Este plan de reformas que ella misma supervisó con celo draconiano no se hizo sin generar fenomenales resistencias. La Universidad de Oxford, su alma mater, reaccionó negándole el Doctorado Honoris Causa  que otorgaba tradicionalmente a sus exalumnos primeros ministros. Las manifestaciones masivas de protesta, las huelgas de hambre, y los paros de mineros y transportistas se multiplicaron en condados del norte y del sur mientras que la prensa de oposición no cejó en vitriólicos editoriales enfocados en la contradicción aparente entre su inflexible posición frente a un plan de gobierno que arriesgaba la polarización de la nación y el hecho de ser mujer.

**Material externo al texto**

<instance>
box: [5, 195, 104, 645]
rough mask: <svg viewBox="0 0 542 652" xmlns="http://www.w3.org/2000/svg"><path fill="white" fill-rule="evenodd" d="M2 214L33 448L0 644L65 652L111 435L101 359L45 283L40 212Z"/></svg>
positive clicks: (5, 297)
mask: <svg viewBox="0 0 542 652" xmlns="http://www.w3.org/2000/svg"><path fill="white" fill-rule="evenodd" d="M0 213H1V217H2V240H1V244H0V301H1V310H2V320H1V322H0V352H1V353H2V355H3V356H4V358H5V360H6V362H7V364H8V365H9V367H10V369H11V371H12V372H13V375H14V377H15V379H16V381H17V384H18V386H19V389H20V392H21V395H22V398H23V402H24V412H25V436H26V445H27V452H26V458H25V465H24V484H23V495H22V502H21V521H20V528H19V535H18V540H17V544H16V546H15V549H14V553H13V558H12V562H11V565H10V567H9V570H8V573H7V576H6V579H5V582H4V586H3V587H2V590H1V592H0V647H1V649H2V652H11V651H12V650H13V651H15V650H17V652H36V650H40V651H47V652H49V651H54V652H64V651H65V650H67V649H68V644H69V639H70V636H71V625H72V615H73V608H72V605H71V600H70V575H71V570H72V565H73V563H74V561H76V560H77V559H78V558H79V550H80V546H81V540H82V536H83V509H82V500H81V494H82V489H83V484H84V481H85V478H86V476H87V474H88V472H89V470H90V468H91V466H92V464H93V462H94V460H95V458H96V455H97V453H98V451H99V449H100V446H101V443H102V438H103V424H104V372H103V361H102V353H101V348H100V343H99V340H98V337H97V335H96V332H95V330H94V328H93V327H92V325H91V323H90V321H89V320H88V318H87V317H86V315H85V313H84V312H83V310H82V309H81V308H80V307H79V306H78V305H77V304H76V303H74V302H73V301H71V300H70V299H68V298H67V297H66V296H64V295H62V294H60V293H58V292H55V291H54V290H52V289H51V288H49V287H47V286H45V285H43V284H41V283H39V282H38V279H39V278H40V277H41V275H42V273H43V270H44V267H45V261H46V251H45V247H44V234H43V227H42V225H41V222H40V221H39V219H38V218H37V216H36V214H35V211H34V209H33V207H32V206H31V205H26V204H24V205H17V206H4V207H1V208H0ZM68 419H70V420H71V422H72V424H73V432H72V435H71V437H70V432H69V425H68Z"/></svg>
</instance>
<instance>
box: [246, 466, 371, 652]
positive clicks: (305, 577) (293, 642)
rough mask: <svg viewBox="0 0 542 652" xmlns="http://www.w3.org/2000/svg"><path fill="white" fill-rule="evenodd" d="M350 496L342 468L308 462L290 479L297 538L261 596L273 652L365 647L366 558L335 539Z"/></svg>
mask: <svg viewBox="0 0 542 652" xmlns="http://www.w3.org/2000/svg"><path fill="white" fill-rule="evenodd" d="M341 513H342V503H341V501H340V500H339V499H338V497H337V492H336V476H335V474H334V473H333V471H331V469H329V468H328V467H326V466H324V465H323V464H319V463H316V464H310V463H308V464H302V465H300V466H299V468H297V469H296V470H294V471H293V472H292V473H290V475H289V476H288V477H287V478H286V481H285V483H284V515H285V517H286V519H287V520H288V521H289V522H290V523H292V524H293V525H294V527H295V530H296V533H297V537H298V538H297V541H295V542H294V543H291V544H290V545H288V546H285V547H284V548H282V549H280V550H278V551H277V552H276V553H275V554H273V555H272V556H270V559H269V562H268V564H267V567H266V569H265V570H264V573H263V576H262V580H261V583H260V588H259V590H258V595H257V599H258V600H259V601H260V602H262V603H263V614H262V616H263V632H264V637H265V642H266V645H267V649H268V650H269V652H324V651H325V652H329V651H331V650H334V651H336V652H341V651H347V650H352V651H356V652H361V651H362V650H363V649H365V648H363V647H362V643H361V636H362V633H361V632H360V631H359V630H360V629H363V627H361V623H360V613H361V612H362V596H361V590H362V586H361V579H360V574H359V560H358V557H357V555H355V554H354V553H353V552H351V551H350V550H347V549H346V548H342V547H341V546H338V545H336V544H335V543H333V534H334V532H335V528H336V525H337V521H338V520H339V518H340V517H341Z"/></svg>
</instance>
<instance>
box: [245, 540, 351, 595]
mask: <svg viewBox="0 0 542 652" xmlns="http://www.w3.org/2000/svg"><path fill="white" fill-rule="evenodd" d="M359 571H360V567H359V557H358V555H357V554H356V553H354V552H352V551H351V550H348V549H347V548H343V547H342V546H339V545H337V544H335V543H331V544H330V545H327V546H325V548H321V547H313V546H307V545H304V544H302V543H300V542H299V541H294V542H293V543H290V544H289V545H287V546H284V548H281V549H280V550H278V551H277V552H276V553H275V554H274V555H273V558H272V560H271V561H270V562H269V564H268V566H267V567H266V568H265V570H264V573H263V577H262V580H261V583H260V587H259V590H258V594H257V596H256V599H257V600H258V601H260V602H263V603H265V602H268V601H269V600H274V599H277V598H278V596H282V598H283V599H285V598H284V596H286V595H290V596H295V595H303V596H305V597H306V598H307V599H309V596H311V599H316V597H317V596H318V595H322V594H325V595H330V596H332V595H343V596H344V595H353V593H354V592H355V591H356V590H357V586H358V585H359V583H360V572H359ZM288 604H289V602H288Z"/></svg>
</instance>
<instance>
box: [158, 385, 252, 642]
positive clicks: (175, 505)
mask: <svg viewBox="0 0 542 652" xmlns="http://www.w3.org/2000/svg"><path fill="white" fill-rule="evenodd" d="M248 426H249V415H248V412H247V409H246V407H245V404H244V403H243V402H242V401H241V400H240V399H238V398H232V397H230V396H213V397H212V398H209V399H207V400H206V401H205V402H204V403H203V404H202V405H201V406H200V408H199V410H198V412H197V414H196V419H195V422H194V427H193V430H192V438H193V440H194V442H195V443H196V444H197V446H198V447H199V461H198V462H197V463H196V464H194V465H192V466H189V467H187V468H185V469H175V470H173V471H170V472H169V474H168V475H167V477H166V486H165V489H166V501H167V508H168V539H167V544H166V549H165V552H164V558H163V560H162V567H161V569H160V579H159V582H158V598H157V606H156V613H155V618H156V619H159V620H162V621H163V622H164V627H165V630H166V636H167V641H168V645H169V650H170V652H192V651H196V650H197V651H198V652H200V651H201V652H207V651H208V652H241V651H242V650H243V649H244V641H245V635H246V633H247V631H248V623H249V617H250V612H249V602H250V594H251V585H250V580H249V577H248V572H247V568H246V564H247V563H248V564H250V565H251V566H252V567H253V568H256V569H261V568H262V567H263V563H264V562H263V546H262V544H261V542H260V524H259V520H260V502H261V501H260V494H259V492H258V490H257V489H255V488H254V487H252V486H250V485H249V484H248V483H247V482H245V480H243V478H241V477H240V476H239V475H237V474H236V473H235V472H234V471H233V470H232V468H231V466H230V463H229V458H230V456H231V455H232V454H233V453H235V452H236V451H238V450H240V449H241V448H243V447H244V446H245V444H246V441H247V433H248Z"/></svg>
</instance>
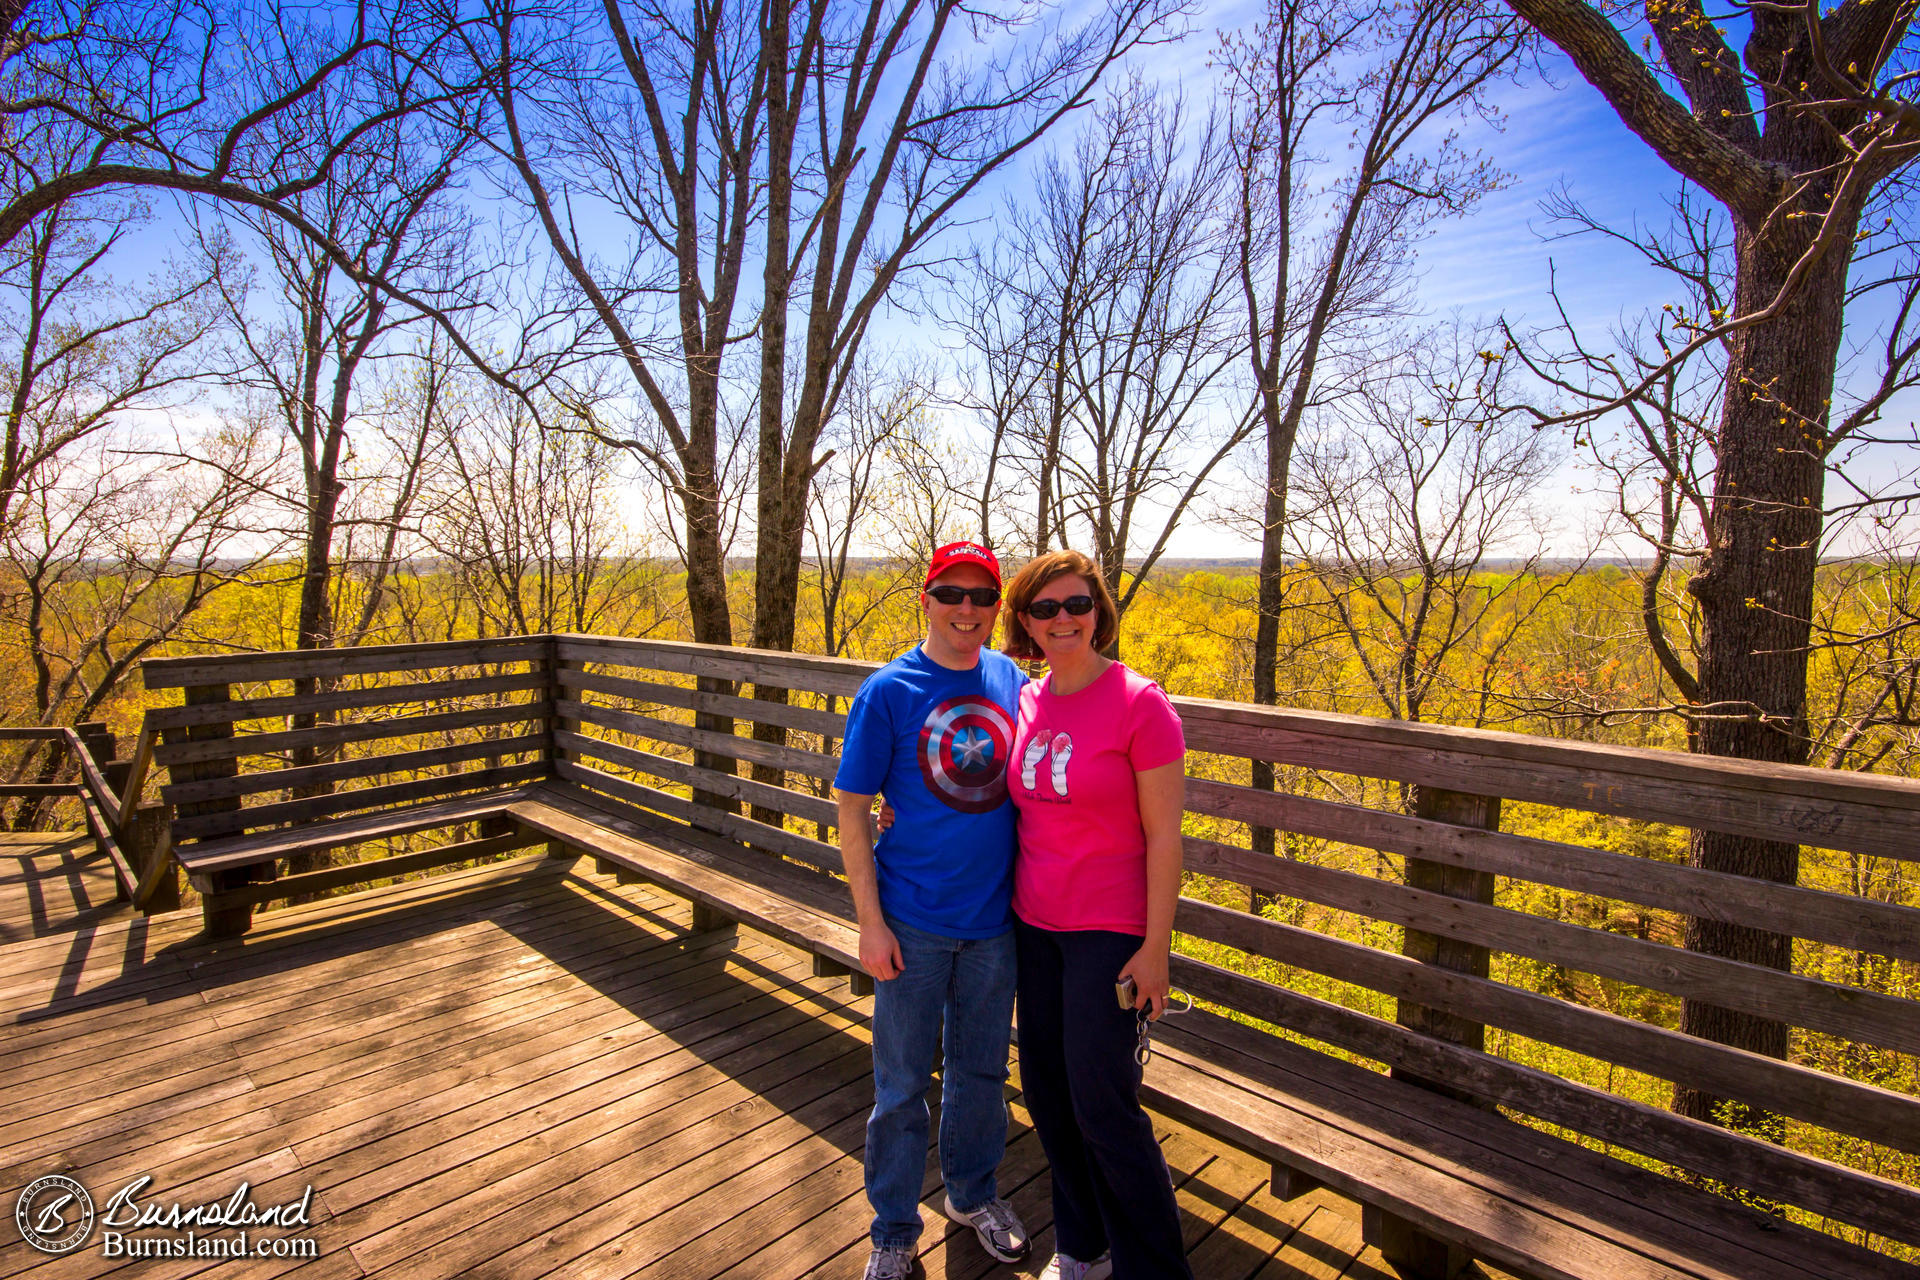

La mitad de la población la detestaba. Tanto que el día mismo de su muerte salió a las calles sosteniendo carteles con las palabras “regocíjate, la dama está muerta y no da marcha atrás” en alusión a la famosa respuesta que ella diera a los miembros de su partido cuando le pidieron que moderase sus políticas radicales de derecha.

La victoria de las Malvinas, una guerra a la que se lanzó ella sola contra la voluntad de almirantes y líderes Tories, le devolvió el apoyo popular que había perdido tras las reformas con que golpeó lo que muchos consideraban como la esencia misma del alma británica. “Todo lo que de niña me habían enseñado a ver como aberrante, el individualismo materialista, por ejemplo, o la reverencia al dinero y la indiferencia por los lazos comunitarios, fue ensalzado como virtud durante su gobierno”, declaró la parlamentaria  Glenda Jackson en los Comunes. Fue en el clímax de su poder, envalentonada por la fascinación que sabía que ejercía sobre tirios y troyanos, que la dama de hierro había afirmado con su voz silabeante que “la sociedad no existe, sólo existen los hombres y las mujeres y sus familias”.

La arrogancia que delataban esas palabras en un país orgulloso de su rica tradición comunitaria, a lo que se sumó el desafiante poll tax de 1990, le costó finalmente el puesto y la perpetua antipatía que erupcionó en jubilosas fiestas callejeras la tarde de su muerte.  Es tan ruidosa y masiva la protesta  frente a los rumores que tendría funerales de Estado, que el gobierno de Cameron los podría cancelar.

Desplegó arrogancia también frente a las mujeres, entre quienes se consideraba como una excepción, por eso quizás nunca aceptó dar la batalla por sus derechos. “Odio el feminismo, es un veneno”, le confesó a su biógrafo. En medio de un universo político masculino que a ella no le interesó feminizar, fue el rostro de un proyecto profundamente patriarcal y divisionista. De los ríos de tinta que se han vertido acerca de su legado, el único consenso aparente es que dividió a su país como nadie lo había hecho antes, lo que sin embargo tampoco resultó suficiente para que diera marcha atrás.